Why blame stay-at-homes?
Updated: 2012-03-14 08:08
A political advisor in the annual session of the National People's Political Consultative Conference National Committee said that about 30 percent of young Chinese live with and are supported by their parents. To encourage them to support themselves, he suggested the government should deny social welfare for young people who refuse to work.
But accusing these young people of a moral decline or lack of willpower is unfair, and it is unfeasible to repeal their legal access to social welfare.
It is important to come up with an insightful and workable solution to this problem, so we should first address the reasons this "boomerang generation" has come into being.
Unemployment of young people is a problem faced by countries around the world.

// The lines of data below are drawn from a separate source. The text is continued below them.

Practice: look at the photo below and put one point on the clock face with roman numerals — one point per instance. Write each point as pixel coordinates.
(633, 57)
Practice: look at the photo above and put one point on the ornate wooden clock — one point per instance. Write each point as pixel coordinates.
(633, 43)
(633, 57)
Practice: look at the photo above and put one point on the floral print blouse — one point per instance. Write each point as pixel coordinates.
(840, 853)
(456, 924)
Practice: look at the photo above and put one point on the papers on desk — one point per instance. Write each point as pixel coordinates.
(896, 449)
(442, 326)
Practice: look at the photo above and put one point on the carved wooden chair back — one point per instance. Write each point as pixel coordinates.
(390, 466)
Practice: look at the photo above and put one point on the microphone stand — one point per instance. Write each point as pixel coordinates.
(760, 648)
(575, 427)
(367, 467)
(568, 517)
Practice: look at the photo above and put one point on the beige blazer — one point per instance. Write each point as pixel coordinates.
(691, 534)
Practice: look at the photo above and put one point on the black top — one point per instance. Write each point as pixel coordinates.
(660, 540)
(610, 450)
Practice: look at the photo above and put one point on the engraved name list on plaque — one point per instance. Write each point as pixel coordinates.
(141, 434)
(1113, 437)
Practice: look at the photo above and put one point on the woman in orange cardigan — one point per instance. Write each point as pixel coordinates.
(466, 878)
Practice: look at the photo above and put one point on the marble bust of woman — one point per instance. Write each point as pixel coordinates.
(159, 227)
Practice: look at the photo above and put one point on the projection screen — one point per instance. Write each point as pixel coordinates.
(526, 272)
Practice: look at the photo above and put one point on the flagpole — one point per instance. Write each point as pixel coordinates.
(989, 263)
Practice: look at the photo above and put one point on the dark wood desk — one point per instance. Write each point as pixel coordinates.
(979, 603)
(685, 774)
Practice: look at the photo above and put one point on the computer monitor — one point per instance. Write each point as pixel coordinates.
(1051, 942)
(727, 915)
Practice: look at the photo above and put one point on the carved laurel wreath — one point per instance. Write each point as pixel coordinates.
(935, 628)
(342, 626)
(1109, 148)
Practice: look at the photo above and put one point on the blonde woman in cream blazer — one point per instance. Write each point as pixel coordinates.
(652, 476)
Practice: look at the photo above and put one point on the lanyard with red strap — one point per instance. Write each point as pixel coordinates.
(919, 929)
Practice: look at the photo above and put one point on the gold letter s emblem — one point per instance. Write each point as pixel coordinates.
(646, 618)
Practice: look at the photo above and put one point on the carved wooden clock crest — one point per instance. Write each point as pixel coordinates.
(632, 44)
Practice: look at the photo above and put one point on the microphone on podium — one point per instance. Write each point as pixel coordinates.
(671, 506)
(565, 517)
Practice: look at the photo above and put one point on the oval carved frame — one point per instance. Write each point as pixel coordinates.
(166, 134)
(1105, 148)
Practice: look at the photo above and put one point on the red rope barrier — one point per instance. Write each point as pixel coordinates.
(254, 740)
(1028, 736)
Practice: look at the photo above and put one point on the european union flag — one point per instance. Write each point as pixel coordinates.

But the main causes of China's boomerang generation are the flaws in the distribution of public resources and public services.
The high property prices and the discrimination linked to their hukou, or household registration, increasingly exclude rural school-leavers from cities, where they are much more likely to find a job.
Even if some young people from the countryside do find jobs in the cities, their incomes are still not enough to help them make ends meet and their parents must provide them with financial help. It is not uncommon, for example, for parents to use their savings for the down payment on a house for their kids.
Chinese parents expect education to be a guarantee that their children will find a stable job. But on leaving higher education many young people find their skills do not match the requirements of employers or that they are not competing for jobs on an even playing field. Thus they are forced either to accept lower-paid jobs and to lean on their parents for support or stay at home.
Punishing young people for their perceived laziness and moral decline by depriving them of their legal right to receive social welfare assistance will not motivate them to find a job. And even if they do get a job that does not mean that they will be able to live a decent life independent of their parents.
It's impossible to solve the problem of boomerang children without a host of system changes and reforms. Accusing them of laziness and moral decline does not contribute to a fairer society, which is the real way to address the issue.